Government intelligence agencies like the NSA or (international equivalents) have all kinds of shell companies and fake Tor browser nodes and other methods to crack down on movie and music pirating, illegal pornography, terrorism, narcotics trafficking and other “dark web” activities. If you frequently visit or download materials from questionable sites, you are more likely to raise red flags with government agencies, or you might violate the terms a VPN who agrees not to log your data except in cases of severe crimes being committed.
Think of it like therapist-patient confidentiality. Your VPN respects your privacy, but some might be obligated by national laws to intervene if an authority figure thinks you’re causing serious criminal harm to others.
Are there any other ways my VPN activity could be traced?

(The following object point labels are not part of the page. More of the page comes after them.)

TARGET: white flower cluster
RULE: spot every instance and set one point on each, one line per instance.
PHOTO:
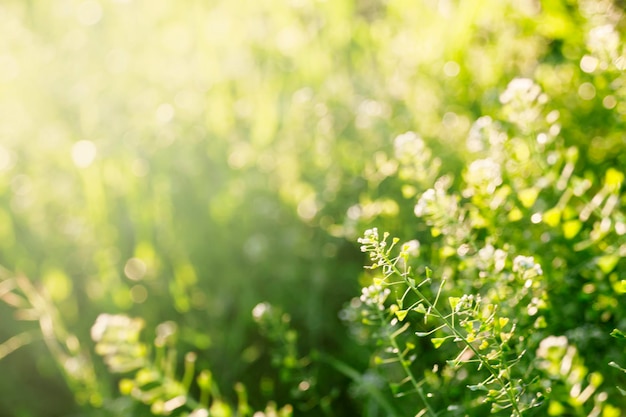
(375, 296)
(467, 301)
(411, 248)
(526, 265)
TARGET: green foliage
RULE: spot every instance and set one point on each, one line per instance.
(166, 168)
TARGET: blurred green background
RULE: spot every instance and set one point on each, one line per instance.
(186, 160)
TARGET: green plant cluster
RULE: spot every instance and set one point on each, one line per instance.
(186, 186)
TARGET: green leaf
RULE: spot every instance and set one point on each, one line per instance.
(618, 334)
(528, 196)
(607, 263)
(571, 228)
(454, 301)
(438, 341)
(552, 217)
(420, 308)
(401, 314)
(613, 179)
(503, 321)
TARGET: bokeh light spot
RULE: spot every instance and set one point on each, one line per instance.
(84, 153)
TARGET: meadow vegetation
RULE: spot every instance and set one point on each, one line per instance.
(312, 208)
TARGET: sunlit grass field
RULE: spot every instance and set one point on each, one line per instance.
(193, 162)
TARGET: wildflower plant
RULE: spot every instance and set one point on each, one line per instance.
(482, 337)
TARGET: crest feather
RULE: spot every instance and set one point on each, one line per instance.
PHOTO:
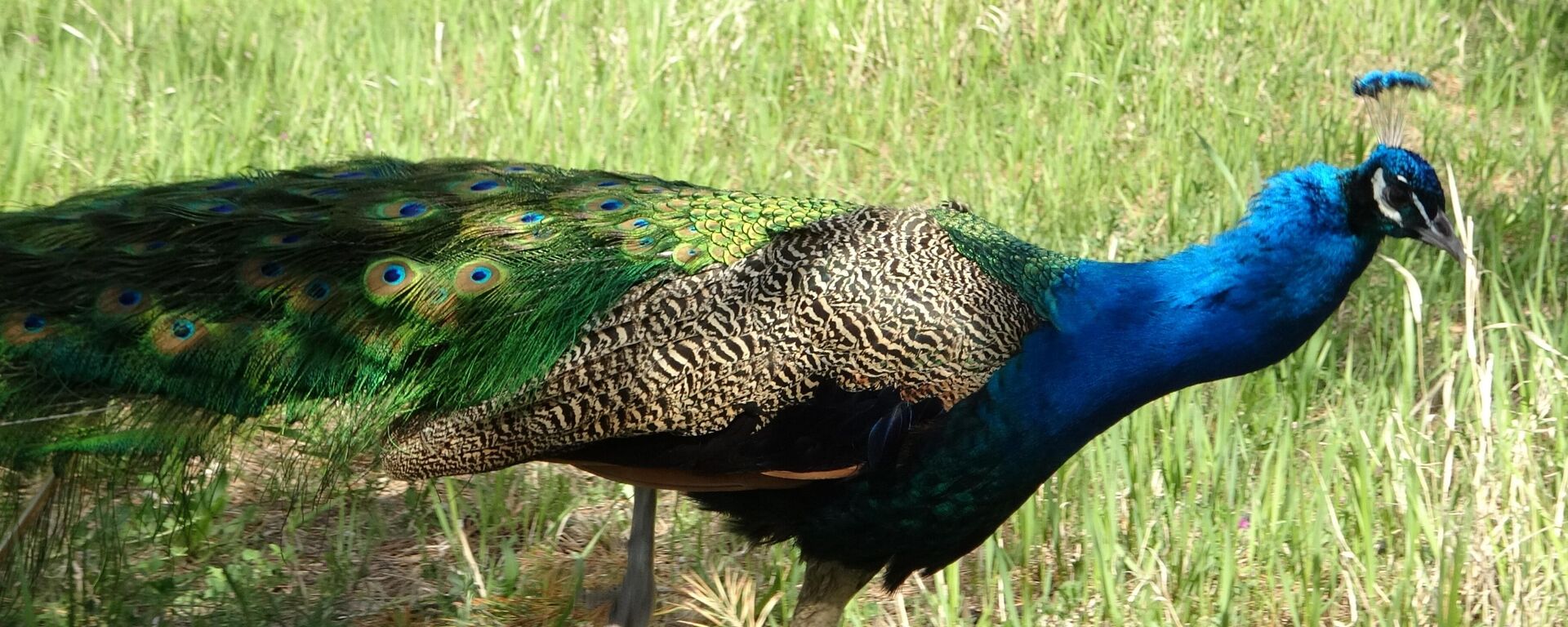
(1385, 88)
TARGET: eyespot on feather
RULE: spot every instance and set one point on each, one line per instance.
(25, 328)
(475, 278)
(604, 206)
(121, 301)
(634, 225)
(262, 273)
(175, 334)
(390, 278)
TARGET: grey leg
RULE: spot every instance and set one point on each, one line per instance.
(826, 588)
(634, 603)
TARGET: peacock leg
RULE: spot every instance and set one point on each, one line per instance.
(634, 603)
(826, 588)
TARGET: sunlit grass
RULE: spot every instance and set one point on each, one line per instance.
(1404, 468)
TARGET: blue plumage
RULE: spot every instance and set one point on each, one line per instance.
(1118, 336)
(1377, 82)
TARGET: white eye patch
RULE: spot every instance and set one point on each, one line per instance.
(1379, 185)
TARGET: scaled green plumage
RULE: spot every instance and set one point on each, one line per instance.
(136, 318)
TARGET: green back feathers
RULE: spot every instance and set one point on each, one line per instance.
(386, 286)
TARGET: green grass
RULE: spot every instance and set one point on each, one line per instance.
(1404, 468)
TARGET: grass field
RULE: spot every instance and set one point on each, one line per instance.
(1405, 468)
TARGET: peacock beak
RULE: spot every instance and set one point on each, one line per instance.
(1440, 234)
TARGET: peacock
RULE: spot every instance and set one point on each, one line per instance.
(882, 386)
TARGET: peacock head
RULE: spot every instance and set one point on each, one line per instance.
(1396, 192)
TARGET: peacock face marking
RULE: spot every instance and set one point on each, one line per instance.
(1407, 198)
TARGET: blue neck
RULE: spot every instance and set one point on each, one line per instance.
(1123, 334)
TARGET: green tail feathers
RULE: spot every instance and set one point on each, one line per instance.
(134, 320)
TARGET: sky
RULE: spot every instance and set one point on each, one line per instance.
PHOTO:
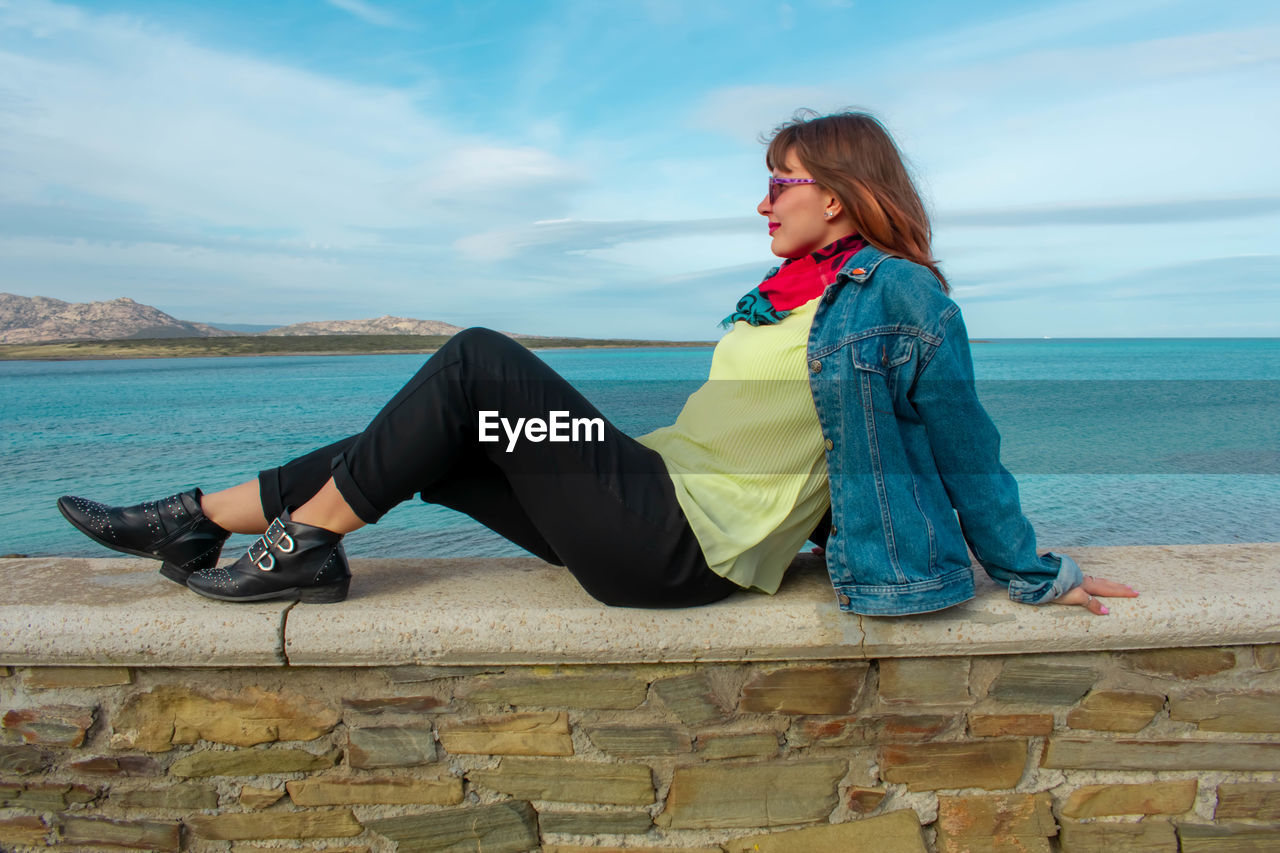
(1093, 168)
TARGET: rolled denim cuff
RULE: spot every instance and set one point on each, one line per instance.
(1068, 575)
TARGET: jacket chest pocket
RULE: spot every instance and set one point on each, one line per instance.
(882, 354)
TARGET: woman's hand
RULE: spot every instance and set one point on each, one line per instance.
(1088, 593)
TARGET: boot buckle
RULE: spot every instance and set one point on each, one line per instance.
(277, 536)
(260, 555)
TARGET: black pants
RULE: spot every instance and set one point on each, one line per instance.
(604, 509)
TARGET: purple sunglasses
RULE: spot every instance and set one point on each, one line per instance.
(778, 185)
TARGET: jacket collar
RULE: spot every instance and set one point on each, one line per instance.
(862, 265)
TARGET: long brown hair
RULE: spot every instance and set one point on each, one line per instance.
(853, 155)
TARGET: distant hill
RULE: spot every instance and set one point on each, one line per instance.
(40, 319)
(378, 325)
(37, 318)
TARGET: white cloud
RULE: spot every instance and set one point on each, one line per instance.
(366, 12)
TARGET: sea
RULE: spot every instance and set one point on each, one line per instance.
(1112, 441)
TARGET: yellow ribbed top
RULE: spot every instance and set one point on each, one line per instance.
(746, 452)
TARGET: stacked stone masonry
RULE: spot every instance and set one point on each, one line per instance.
(1161, 749)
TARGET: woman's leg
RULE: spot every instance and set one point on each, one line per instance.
(600, 502)
(238, 509)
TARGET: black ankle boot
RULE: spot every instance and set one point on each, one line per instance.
(291, 560)
(173, 529)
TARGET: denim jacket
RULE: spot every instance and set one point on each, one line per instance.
(913, 456)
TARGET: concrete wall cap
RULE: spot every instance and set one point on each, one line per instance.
(466, 611)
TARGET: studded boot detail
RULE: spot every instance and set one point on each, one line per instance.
(173, 529)
(292, 560)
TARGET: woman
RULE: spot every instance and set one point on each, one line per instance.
(840, 405)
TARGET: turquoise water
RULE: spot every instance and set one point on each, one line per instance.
(1112, 442)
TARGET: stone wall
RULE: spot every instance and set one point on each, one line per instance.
(1160, 749)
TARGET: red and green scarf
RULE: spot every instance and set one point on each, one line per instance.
(798, 281)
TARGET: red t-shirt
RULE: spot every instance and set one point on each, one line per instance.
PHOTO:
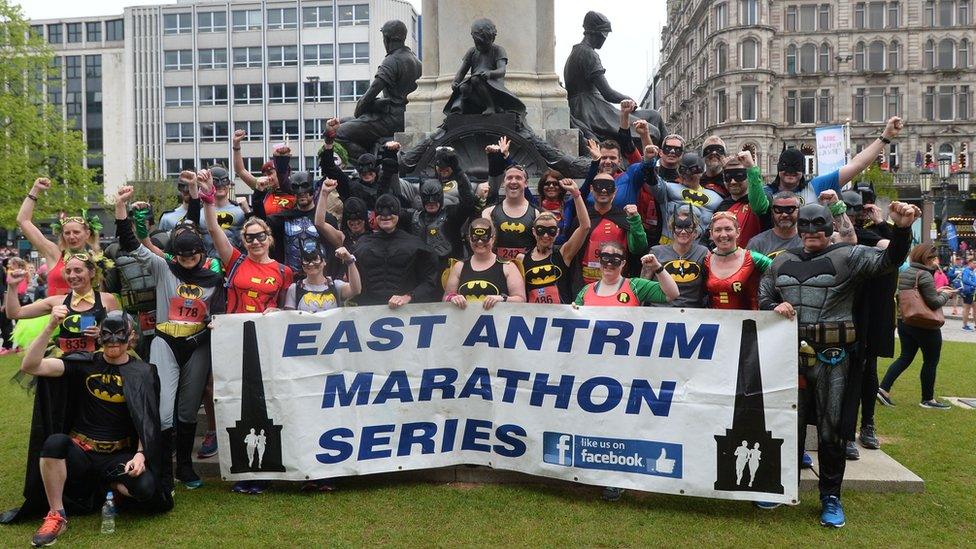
(256, 286)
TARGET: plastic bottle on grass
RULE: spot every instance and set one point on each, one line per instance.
(108, 514)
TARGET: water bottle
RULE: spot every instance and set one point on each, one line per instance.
(108, 514)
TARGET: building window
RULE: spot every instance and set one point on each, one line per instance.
(721, 16)
(213, 132)
(282, 56)
(55, 34)
(175, 166)
(215, 58)
(212, 21)
(749, 107)
(352, 90)
(177, 60)
(282, 18)
(179, 96)
(114, 30)
(213, 95)
(894, 15)
(282, 129)
(357, 14)
(352, 53)
(247, 94)
(808, 59)
(876, 56)
(749, 53)
(179, 132)
(178, 23)
(317, 54)
(74, 33)
(247, 57)
(319, 91)
(947, 50)
(316, 16)
(283, 92)
(253, 129)
(246, 19)
(824, 17)
(748, 12)
(722, 58)
(93, 31)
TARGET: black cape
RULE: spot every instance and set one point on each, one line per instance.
(55, 407)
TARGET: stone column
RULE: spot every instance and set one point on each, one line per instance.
(526, 29)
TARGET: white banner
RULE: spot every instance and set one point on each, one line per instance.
(831, 149)
(679, 401)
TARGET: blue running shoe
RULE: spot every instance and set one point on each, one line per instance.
(832, 513)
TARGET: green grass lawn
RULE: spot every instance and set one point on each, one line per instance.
(940, 446)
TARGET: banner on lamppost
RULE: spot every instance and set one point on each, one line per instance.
(831, 149)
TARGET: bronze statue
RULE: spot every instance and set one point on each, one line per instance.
(484, 90)
(380, 117)
(591, 99)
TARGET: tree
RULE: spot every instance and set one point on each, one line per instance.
(35, 139)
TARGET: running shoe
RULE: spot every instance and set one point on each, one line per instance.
(832, 513)
(53, 526)
(209, 446)
(869, 439)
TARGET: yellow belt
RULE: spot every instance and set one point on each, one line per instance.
(174, 329)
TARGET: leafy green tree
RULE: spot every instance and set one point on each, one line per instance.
(35, 139)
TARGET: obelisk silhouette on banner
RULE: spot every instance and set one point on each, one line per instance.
(255, 441)
(748, 457)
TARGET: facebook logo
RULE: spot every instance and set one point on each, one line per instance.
(557, 448)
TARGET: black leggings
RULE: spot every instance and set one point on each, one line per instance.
(91, 471)
(913, 339)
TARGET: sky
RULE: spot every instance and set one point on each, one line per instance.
(629, 54)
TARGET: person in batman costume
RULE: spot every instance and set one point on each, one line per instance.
(95, 426)
(818, 285)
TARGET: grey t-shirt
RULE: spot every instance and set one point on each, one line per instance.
(770, 245)
(688, 272)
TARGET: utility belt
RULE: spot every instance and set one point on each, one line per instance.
(100, 446)
(825, 343)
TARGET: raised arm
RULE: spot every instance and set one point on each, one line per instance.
(239, 167)
(223, 246)
(45, 247)
(34, 362)
(334, 237)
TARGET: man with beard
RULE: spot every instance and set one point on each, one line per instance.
(295, 228)
(817, 285)
(396, 78)
(395, 266)
(791, 167)
(96, 424)
(747, 201)
(713, 151)
(783, 235)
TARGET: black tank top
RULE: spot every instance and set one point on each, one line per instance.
(475, 285)
(513, 234)
(72, 338)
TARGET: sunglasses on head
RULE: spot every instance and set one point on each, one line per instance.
(734, 175)
(251, 237)
(611, 260)
(479, 234)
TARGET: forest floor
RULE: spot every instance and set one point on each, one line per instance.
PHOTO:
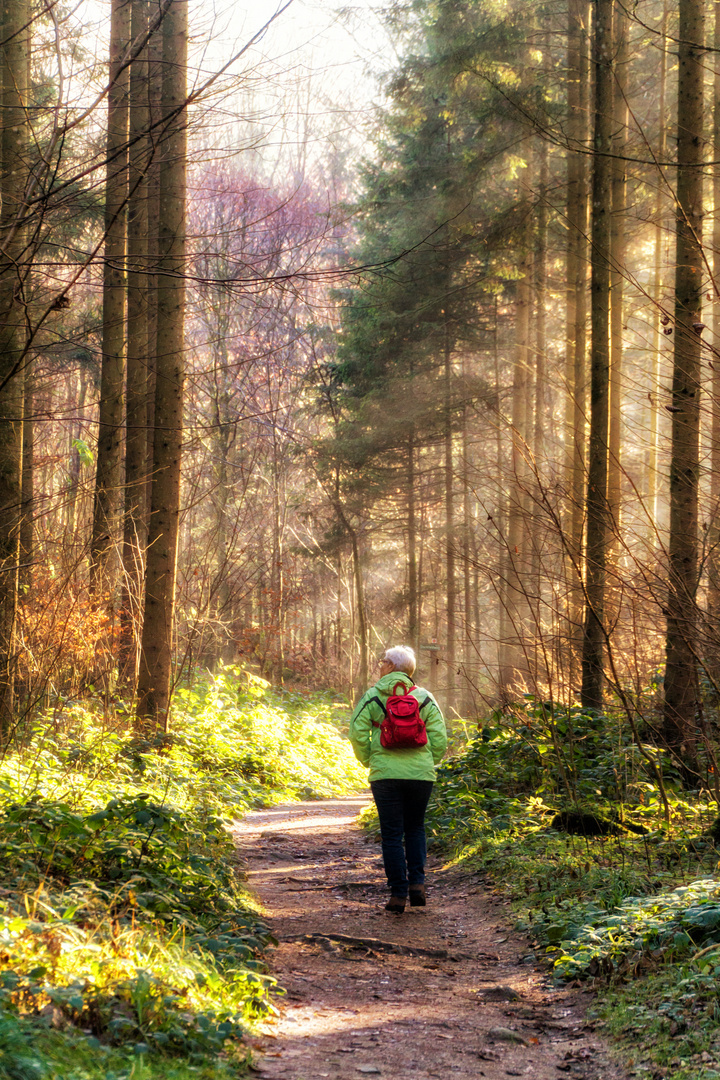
(444, 990)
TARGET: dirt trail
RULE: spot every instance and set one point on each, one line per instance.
(464, 999)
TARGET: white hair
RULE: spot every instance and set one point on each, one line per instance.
(402, 658)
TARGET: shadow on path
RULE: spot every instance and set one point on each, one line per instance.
(444, 990)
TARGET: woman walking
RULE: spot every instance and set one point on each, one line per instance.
(397, 730)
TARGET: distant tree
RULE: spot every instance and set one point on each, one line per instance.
(154, 678)
(14, 268)
(681, 688)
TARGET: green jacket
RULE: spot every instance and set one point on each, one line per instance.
(415, 764)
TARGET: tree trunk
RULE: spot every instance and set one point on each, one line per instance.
(514, 673)
(108, 477)
(681, 666)
(617, 260)
(597, 473)
(28, 510)
(138, 292)
(661, 202)
(413, 622)
(712, 651)
(14, 57)
(579, 13)
(157, 650)
(449, 526)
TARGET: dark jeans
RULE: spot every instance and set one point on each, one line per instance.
(402, 806)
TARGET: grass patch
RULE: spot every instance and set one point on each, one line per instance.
(127, 944)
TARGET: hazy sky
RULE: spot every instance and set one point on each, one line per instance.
(302, 92)
(316, 65)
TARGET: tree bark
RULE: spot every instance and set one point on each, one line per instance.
(617, 260)
(413, 621)
(154, 682)
(712, 651)
(138, 293)
(579, 19)
(449, 526)
(105, 541)
(514, 673)
(13, 271)
(681, 687)
(661, 202)
(597, 473)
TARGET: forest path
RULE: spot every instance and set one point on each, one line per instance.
(467, 1002)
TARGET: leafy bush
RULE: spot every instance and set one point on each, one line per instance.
(668, 923)
(122, 914)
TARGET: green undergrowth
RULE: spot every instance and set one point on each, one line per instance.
(637, 909)
(127, 944)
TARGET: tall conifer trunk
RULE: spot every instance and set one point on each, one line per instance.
(514, 673)
(617, 260)
(597, 472)
(681, 686)
(14, 43)
(108, 477)
(579, 17)
(154, 680)
(138, 293)
(661, 215)
(714, 534)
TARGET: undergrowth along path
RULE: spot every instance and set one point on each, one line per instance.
(445, 990)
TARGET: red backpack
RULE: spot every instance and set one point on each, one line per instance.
(403, 727)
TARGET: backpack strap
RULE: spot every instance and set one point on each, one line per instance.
(379, 702)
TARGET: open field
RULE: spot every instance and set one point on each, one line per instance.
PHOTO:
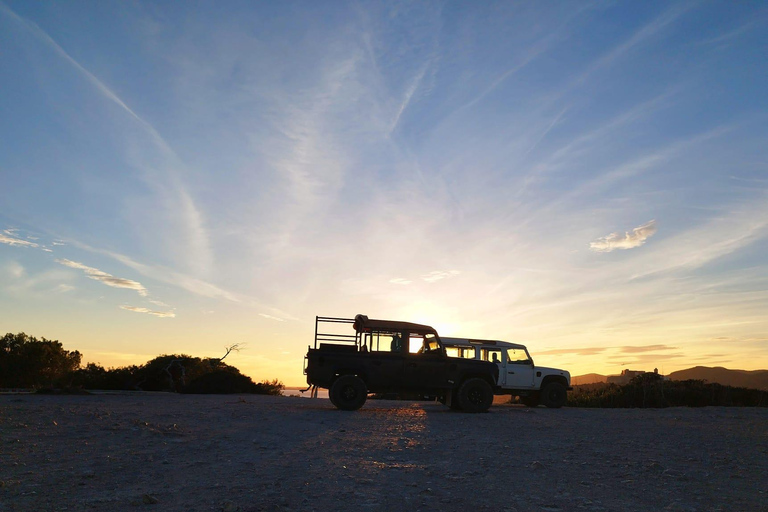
(193, 452)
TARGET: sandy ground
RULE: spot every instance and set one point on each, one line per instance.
(249, 453)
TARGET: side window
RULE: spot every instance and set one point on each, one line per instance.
(422, 344)
(381, 341)
(491, 354)
(517, 356)
(463, 352)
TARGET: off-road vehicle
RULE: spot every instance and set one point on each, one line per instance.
(518, 376)
(354, 357)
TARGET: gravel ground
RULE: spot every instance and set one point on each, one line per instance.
(227, 453)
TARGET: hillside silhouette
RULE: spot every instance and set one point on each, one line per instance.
(753, 379)
(651, 390)
(44, 365)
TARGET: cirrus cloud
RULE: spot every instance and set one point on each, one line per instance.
(13, 241)
(628, 240)
(161, 314)
(107, 279)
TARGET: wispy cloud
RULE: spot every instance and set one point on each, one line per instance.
(179, 203)
(585, 351)
(629, 349)
(17, 242)
(641, 36)
(107, 279)
(15, 269)
(437, 275)
(161, 314)
(628, 240)
(270, 317)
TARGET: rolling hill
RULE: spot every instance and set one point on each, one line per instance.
(755, 379)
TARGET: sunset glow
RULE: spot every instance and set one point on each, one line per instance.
(590, 180)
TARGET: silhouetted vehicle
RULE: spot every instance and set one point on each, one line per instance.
(518, 376)
(384, 356)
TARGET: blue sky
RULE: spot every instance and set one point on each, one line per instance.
(590, 179)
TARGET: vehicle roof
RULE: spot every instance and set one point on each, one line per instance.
(363, 323)
(471, 342)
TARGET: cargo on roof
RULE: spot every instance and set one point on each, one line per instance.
(365, 324)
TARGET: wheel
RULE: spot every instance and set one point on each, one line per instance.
(348, 393)
(333, 401)
(554, 395)
(475, 395)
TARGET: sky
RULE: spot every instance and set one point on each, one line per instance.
(587, 178)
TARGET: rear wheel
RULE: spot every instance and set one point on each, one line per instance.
(554, 395)
(348, 393)
(475, 395)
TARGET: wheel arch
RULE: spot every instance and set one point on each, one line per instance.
(483, 376)
(554, 378)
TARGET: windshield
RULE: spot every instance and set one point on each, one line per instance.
(517, 356)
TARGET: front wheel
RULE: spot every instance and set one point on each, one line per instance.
(554, 395)
(475, 395)
(348, 393)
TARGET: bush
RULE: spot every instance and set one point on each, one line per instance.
(221, 381)
(26, 362)
(651, 390)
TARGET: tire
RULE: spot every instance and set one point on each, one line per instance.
(554, 395)
(348, 393)
(475, 395)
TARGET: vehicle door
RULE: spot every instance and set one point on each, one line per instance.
(495, 355)
(426, 364)
(519, 369)
(386, 351)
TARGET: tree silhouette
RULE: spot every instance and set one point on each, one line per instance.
(28, 362)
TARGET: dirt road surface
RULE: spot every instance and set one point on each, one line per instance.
(250, 453)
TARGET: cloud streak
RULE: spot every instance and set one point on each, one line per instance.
(614, 241)
(161, 314)
(107, 279)
(16, 242)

Outside of a DNS leak or the actions of an untrustworthy VPN, you shouldn’t have to worry about your activity leaking. Sophisticated hackers COULD use phishing tactics to get you to install some advanced malware or trojan on your computer, especially if you don’t use strong antivirus software, and if you don’t have a VPN at the time of the hack. But unless you’re a completely careless AND are some kind of high-value target, it’s not usually worth a hacker’s time anyway.
Are VPNs Bulletproof?
VPN services are an amazing tool that is finally beginning to receive the credit and recognition they deserve in protecting our personal data. That said, while VPNs are important and useful, the reality is that there is no perfectly impervious armor when it comes to online security.
If a hacker or government agent is determined to somehow expose or dox you, it can be done with enough effort and skill.
But the question is, how likely is that? For most people— not very. Furthermore, how likely is it to happen when using a VPN? Substantially less likely than if you aren’t using one. Play it safe and use a reputable VPN provider.